No le llegaba a través de la ventana. Era el olor del intruso, y además del olor a hierba mojada podía percibir el olor a sudor de caballo, a excrementos de pájaros, y a camomila. El intruso -Sam era incapaz de decidir si era hombre o mujer- de repente ladeó la cabeza y sonrió. Bajo los débiles rayos de la luna una hilera de dientes brilló como una bocanada de luz azul. Los dientes eran perfectos, pero, a menos que se equivocara, estaban afilados en punta. El intruso, totalmente enderezado, no medía más de un metro veinte, o en cualquier caso, unos centímetros más que Sam. Era difícil ver lo que llevaba aquella criatura en la oscuridad, pero pudo identificar unas mallas de color mostaza y verde, y unas botas pesadas de estilo industrial.

– Sí, puedo verte.

– Eso es malo. Muy malo.

Sam asintió en silencio. No sabía por qué era malo, pero intuía que era mejor darle la razón.

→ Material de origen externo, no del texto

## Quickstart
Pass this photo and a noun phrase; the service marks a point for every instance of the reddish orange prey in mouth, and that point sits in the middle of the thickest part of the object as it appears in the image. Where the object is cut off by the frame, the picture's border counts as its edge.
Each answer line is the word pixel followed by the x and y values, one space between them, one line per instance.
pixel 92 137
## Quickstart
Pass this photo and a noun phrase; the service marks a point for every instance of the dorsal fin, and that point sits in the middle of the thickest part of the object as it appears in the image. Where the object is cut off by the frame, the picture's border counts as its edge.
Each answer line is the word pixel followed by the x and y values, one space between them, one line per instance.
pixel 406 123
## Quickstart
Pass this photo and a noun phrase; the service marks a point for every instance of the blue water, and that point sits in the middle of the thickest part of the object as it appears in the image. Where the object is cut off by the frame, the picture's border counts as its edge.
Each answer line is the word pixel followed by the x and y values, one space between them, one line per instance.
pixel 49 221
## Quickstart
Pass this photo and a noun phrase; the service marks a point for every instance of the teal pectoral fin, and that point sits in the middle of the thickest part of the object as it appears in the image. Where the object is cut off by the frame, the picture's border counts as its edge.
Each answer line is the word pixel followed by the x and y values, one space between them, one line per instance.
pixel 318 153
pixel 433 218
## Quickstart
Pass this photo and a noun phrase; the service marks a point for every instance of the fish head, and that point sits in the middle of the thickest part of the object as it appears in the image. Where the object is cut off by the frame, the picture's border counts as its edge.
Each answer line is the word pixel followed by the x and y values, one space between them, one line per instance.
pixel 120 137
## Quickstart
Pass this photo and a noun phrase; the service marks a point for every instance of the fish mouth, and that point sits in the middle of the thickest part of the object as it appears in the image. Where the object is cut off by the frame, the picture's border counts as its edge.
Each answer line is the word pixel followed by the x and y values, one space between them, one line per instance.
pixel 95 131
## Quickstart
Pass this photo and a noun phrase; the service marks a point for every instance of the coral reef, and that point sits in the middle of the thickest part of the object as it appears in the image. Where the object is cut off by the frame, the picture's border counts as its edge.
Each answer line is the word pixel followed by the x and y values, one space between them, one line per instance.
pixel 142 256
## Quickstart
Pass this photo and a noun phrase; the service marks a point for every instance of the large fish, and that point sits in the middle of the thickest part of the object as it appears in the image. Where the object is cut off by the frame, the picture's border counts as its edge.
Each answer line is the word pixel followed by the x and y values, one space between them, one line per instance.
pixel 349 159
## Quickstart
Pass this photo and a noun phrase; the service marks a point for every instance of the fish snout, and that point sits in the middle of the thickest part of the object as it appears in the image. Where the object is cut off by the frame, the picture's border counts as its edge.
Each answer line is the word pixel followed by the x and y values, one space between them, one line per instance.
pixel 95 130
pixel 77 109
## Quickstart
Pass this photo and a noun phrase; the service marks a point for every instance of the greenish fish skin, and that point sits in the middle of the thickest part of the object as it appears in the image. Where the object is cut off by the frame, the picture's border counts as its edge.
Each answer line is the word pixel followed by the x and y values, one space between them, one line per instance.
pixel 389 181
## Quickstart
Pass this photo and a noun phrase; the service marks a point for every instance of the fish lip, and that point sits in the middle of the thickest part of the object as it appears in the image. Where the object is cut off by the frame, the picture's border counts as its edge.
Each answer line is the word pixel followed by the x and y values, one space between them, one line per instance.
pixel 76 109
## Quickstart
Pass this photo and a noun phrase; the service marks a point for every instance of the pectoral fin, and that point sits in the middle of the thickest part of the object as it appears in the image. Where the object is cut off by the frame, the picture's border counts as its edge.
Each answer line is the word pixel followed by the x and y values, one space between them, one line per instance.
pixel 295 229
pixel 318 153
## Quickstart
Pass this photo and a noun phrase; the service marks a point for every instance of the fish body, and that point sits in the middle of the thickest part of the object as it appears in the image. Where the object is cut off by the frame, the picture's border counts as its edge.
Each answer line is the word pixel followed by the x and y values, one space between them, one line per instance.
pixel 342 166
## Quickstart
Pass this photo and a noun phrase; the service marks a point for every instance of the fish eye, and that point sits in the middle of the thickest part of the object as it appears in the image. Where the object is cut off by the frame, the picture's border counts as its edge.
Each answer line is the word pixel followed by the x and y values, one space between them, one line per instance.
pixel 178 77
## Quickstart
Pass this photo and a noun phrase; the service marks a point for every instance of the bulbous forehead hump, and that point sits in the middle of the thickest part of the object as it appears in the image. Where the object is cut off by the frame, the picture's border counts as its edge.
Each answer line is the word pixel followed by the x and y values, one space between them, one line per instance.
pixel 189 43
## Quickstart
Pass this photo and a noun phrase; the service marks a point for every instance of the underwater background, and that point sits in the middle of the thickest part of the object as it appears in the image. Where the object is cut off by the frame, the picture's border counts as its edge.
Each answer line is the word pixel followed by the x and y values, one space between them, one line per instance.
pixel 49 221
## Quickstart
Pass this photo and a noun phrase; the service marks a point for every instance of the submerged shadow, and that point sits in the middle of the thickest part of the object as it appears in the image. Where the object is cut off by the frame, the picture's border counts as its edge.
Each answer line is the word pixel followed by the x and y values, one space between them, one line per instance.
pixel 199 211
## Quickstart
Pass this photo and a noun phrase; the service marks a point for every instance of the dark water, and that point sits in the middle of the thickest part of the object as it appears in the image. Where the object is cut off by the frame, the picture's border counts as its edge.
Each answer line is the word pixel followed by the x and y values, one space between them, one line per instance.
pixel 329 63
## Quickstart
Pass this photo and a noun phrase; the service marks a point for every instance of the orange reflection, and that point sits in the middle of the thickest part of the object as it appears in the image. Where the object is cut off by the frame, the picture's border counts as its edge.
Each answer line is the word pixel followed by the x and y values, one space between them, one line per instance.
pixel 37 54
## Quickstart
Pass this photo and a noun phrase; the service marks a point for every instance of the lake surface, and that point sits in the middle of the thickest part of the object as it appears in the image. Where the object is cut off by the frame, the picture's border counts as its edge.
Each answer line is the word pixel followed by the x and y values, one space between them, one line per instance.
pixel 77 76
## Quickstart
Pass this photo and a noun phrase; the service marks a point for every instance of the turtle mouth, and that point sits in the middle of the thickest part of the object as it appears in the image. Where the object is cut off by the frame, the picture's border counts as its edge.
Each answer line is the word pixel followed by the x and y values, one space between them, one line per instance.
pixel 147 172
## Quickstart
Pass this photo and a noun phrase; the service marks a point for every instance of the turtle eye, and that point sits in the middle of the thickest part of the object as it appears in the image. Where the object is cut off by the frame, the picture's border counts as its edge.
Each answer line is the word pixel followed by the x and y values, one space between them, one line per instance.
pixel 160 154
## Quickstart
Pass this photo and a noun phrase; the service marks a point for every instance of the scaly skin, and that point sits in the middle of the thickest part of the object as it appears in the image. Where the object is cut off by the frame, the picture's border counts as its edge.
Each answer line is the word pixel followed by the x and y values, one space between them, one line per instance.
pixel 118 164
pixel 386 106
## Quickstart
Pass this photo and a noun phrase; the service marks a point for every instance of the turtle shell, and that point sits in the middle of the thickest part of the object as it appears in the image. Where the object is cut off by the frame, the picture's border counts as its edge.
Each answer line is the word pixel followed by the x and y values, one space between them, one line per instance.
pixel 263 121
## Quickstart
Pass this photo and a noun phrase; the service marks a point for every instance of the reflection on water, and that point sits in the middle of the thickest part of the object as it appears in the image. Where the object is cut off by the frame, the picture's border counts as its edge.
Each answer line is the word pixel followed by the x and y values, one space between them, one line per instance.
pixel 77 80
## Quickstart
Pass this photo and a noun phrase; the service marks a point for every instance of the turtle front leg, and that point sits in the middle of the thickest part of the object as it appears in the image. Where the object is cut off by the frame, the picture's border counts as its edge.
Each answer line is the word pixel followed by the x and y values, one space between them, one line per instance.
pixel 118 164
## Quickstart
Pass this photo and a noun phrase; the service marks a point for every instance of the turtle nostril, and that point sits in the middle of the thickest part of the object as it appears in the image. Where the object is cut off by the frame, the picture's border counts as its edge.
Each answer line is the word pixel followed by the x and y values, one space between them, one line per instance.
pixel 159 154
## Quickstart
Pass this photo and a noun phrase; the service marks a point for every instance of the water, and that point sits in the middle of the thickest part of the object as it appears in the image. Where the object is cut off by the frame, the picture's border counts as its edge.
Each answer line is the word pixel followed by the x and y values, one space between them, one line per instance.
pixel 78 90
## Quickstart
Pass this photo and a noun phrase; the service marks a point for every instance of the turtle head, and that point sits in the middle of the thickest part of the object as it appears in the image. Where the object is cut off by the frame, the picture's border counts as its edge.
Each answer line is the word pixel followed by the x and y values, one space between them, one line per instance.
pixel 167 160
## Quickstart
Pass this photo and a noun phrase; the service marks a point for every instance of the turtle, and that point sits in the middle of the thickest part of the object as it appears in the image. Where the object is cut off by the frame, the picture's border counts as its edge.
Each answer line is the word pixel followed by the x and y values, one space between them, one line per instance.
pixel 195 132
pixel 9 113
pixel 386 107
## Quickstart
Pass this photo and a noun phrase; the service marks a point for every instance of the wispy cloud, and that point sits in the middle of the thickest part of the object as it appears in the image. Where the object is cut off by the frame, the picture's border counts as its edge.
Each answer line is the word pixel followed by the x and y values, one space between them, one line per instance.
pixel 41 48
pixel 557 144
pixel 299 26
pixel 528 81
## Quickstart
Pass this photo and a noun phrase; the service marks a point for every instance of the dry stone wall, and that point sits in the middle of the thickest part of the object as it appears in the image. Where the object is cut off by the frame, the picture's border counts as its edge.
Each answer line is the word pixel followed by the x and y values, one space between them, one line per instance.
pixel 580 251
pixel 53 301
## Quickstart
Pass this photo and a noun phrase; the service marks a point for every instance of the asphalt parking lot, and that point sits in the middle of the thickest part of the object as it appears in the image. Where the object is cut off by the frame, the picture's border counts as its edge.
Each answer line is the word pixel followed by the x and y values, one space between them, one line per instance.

El intruso miraba fijamente a Sam, como si estuviese indeciso sobre lo que hacer a continuación.

– Y puedes oírme. Es obvio, es obvio, es obvio. Malo.

Los afilados dientes brillaron de nuevo bajo la luz de la luna con un color azul eléctrico. Se produjo un leve crujido cuando la figura colocó un dedo en el poste de la cama. Sam sintió que el crujido le llegaba hasta la nuca y le movía el cabello. El intruso descargaba electricidad estática.

Sam tuvo de repente una idea acerca de quién era aquella figura. -Has venido a por el diente, ¿verdad?

Estaba estupefacto por la aparición del duende. Si alguna vez había pensado en un duende antes de aquella noche, se lo había imaginado como un ser frágil de un palmo de altura, con alas y un sombrero hecho con la capucha de una bellota. No desde luego un matón con unas botas enormes.

– Quieres el diente, ¿verdad?

– ¡Chsss! ¡No despiertes a toda la casa! ¿Cómo puede ser que me veas? ¿Cómo me has encontrado? No respondas. Espera.